Of course, changing actual reality takes more than reading a book. It requires changing corporate cultures. Sociologist Peter L. Berger argues: “Ideas don’t succeed in history because of their inherent truthfulness, but rather because of their connection to very powerful institutions and interests.” In the world of business and commerce, too many organizations take too little interest and spare too little expense in “making culture.” They view “values” as a soft and squishy luxury. They aren’t deliberate about it. You can see this attitude reflected in how people view institutional “values statements.”
Before 1880, the noun “value” meant something similar to price or cost—what something was worth. The verb “value” meant to assess the worth of something. But Friedrich Nietzsche reframed the “values” as individual, moral beliefs and attitudes. People could reject the values of an institution or society and choose their own values if they had the “will to power.”

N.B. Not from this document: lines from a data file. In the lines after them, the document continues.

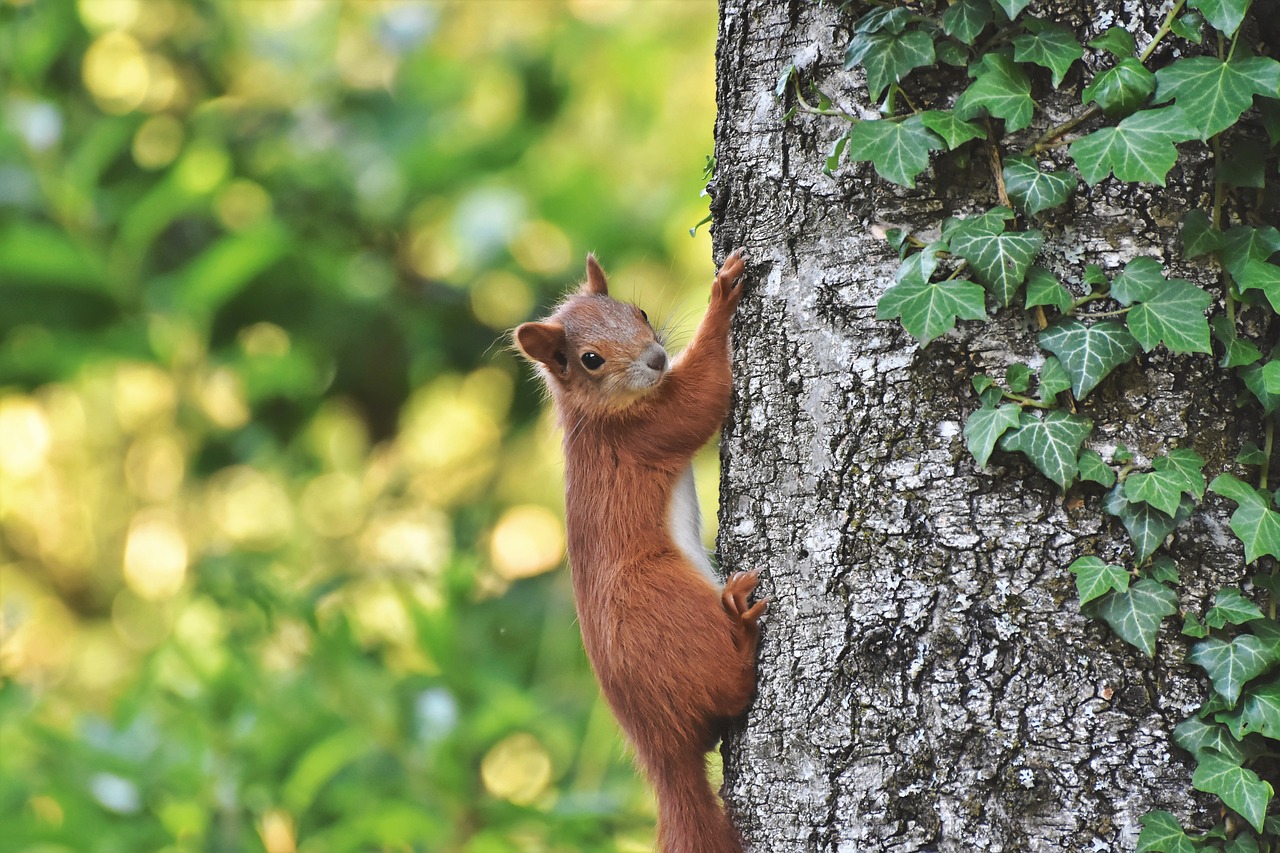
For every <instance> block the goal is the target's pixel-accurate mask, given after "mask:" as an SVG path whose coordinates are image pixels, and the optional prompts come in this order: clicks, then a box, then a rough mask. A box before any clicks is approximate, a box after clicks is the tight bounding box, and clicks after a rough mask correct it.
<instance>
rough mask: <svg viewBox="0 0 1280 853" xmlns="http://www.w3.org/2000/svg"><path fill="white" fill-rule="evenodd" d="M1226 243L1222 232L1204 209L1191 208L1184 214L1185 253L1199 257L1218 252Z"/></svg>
mask: <svg viewBox="0 0 1280 853" xmlns="http://www.w3.org/2000/svg"><path fill="white" fill-rule="evenodd" d="M1225 243H1226V241H1225V237H1224V234H1222V232H1221V231H1220V229H1217V228H1215V227H1213V223H1212V222H1210V218H1208V214H1207V213H1204V211H1203V210H1190V211H1188V213H1187V215H1185V216H1183V255H1184V256H1187V257H1199V256H1201V255H1207V254H1210V252H1216V251H1219V250H1221V248H1222V246H1224V245H1225Z"/></svg>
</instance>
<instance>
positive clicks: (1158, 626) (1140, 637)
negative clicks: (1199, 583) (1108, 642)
mask: <svg viewBox="0 0 1280 853" xmlns="http://www.w3.org/2000/svg"><path fill="white" fill-rule="evenodd" d="M1176 612H1178V596H1176V593H1174V590H1172V589H1170V588H1169V587H1166V585H1165V584H1162V583H1157V581H1155V580H1151V579H1149V578H1143V579H1142V580H1137V581H1134V583H1133V584H1130V585H1129V589H1126V590H1124V592H1112V593H1111V594H1108V596H1107V597H1106V598H1103V599H1102V602H1101V603H1100V605H1098V616H1101V617H1102V619H1103V620H1106V622H1107V625H1110V626H1111V630H1114V631H1115V633H1116V635H1117V637H1119V638H1120V639H1123V640H1124V642H1126V643H1129V644H1130V646H1133V647H1134V648H1138V649H1142V651H1143V652H1146V654H1147V657H1155V656H1156V634H1157V633H1158V631H1160V622H1161V621H1162V620H1164V619H1165V616H1172V615H1174V613H1176Z"/></svg>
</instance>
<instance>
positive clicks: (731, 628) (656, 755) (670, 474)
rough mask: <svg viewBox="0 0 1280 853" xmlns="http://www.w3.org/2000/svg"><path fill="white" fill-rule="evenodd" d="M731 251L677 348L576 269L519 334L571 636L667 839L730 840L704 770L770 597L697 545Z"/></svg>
mask: <svg viewBox="0 0 1280 853" xmlns="http://www.w3.org/2000/svg"><path fill="white" fill-rule="evenodd" d="M742 270H744V263H742V256H741V251H737V252H733V254H732V255H730V256H728V259H727V260H726V261H724V265H723V266H721V269H719V272H718V273H717V274H716V282H714V283H713V284H712V298H710V307H708V310H707V315H705V316H704V318H703V321H701V324H699V327H698V332H695V333H694V339H692V342H690V345H689V346H687V347H686V348H685V350H684V351H682V352H681V353H680V355H678V356H676V357H675V359H673V360H669V361H668V359H667V351H666V350H664V348H663V346H662V342H660V341H659V339H658V336H657V333H655V332H654V329H653V327H652V325H650V324H649V318H648V315H646V314H645V313H644V311H641V310H640V309H639V307H636V306H634V305H628V304H626V302H620V301H617V300H614V298H612V297H609V291H608V284H607V282H605V278H604V270H602V269H600V265H599V264H598V263H596V261H595V257H594V256H593V255H588V256H586V282H585V283H584V284H582V286H581V288H580V289H579V291H577V292H576V293H573V295H572V296H570V297H568V298H567V300H566V301H564V302H562V304H561V306H559V307H558V309H557V311H556V313H554V314H553V315H552V316H550V318H548V319H547V320H543V321H540V323H525V324H522V325H521V327H518V328H517V329H516V333H515V338H516V346H517V347H518V348H520V351H521V352H522V353H524V355H525V356H526V357H527V359H529V360H530V361H532V362H534V364H535V365H536V366H538V368H539V373H540V374H541V377H543V379H544V382H545V383H547V387H548V388H549V389H550V393H552V398H553V401H554V403H556V410H557V414H558V415H559V423H561V427H562V429H563V432H564V492H566V493H564V505H566V506H564V508H566V524H567V528H568V558H570V566H571V571H572V576H573V598H575V602H576V606H577V616H579V624H580V625H581V629H582V644H584V646H585V647H586V656H588V658H589V660H590V661H591V667H593V669H594V670H595V675H596V678H598V679H599V683H600V690H602V692H603V693H604V698H605V699H607V701H608V702H609V706H611V707H612V708H613V712H614V715H616V716H617V719H618V722H620V724H621V725H622V729H623V731H626V734H627V738H628V739H630V740H631V743H632V745H634V747H635V752H636V757H637V761H639V763H640V766H641V767H643V768H644V771H645V772H646V775H648V776H649V779H650V781H652V783H653V785H654V790H655V793H657V797H658V843H659V847H660V848H662V850H663V852H664V853H741V850H742V841H741V839H740V836H739V834H737V830H736V829H735V827H733V825H732V824H731V822H730V820H728V816H727V815H726V813H724V811H723V809H722V808H721V804H719V800H718V798H717V797H716V793H714V792H713V790H712V786H710V784H709V783H708V780H707V767H705V757H707V752H708V751H709V749H710V748H712V747H714V745H716V742H717V740H718V739H719V736H721V734H722V731H723V727H724V725H726V724H727V722H728V721H730V720H732V719H733V717H737V716H740V715H741V713H742V712H744V711H746V706H748V703H749V702H750V701H751V697H753V694H754V693H755V646H756V639H758V637H759V625H758V621H759V617H760V615H762V613H763V612H764V607H765V602H764V601H760V602H756V603H755V605H750V603H749V598H750V596H751V593H753V592H754V589H755V585H756V581H758V573H755V571H740V573H736V574H733V575H732V576H731V578H730V579H728V581H727V583H726V584H724V585H723V588H721V584H719V581H718V580H717V578H716V575H714V574H713V570H712V566H710V561H709V560H708V558H707V552H705V551H704V549H703V544H701V533H700V524H701V520H700V517H699V511H698V497H696V493H695V492H694V475H692V469H691V467H690V461H691V459H692V456H694V452H696V451H698V450H699V448H700V447H701V446H703V444H705V443H707V441H708V439H709V438H710V437H712V435H713V434H714V433H716V430H717V429H719V428H721V424H723V421H724V416H726V415H727V414H728V405H730V379H731V377H730V357H728V323H730V318H731V316H732V315H733V309H735V307H737V302H739V300H740V298H741V296H742V286H741V283H740V277H741V275H742Z"/></svg>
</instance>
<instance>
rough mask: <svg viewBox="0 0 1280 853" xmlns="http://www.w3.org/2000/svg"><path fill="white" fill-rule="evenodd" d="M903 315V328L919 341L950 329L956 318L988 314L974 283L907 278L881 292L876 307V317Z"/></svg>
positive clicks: (933, 336)
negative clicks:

If values are intensely individual, then—at a minimum—we should be nonjudgmental about other people’s values. Such a purposeless view of values is why organizations fall back on silly slogans, “pumping people up” and yakking about “passion.” But as Robert Wuthnow of Princeton University points out, “Culture is not produced or sustained by dramatizing moral obligations; instead it is produced by actors who have special competencies and is perpetuated by organizations that in a sense process resources for the purpose of ritualizing, codifying, and transmitting cultural products.” Organizations that take a moral code seriously do not treat culture as candy.
Changing actual reality also requires disabusing ourselves (I’m talking to people of faith) of the notion that individuals and institutions change on the strength of ideas. Too often, good people of faith hold to a bad idea: we assume that history is little more than the recording of the rise and fall of the great ideas—the worldviews that form our values and move us to act. These people then take an individualistic approach to changing culture and assume an aggregate of passionate individuals with great ideas changes society—a “tipping point” approach. This is an incomplete understanding of how reality works, however.
We make our cultures, and then they make us. Culture matters. It’s not eye candy and posters. As James Davison Hunter, a cultural analyst, puts it: “Under specific conditions and circumstances ideas can have consequences.” Those conditions and circumstances constitute a company’s culture. It is ideas plus overlapping institutions. It is institutions—and the gatekeepers who run them—that have the power to prevent or permit individual actions.
My dad came to believe that a moral code and culture is not candy. Then he passed away. I wished we’d had more time to talk, but I also wish there had been more examples of companies and institutions that take morality seriously to which I could have pointed him. In reality, it is not individual hearts and minds that move cultures but cultures that ultimately shape and direct the lives of individuals. Robert Malott, former chairman of the FMC Corporation in Chicago, said after his retirement, “One can be thanked for successful events, but to be recognized for establishing a ‘corporate culture’ about which one can be proud is much more significant.” At least I had the opportunity to stiffen the “soft” side of my dad’s life.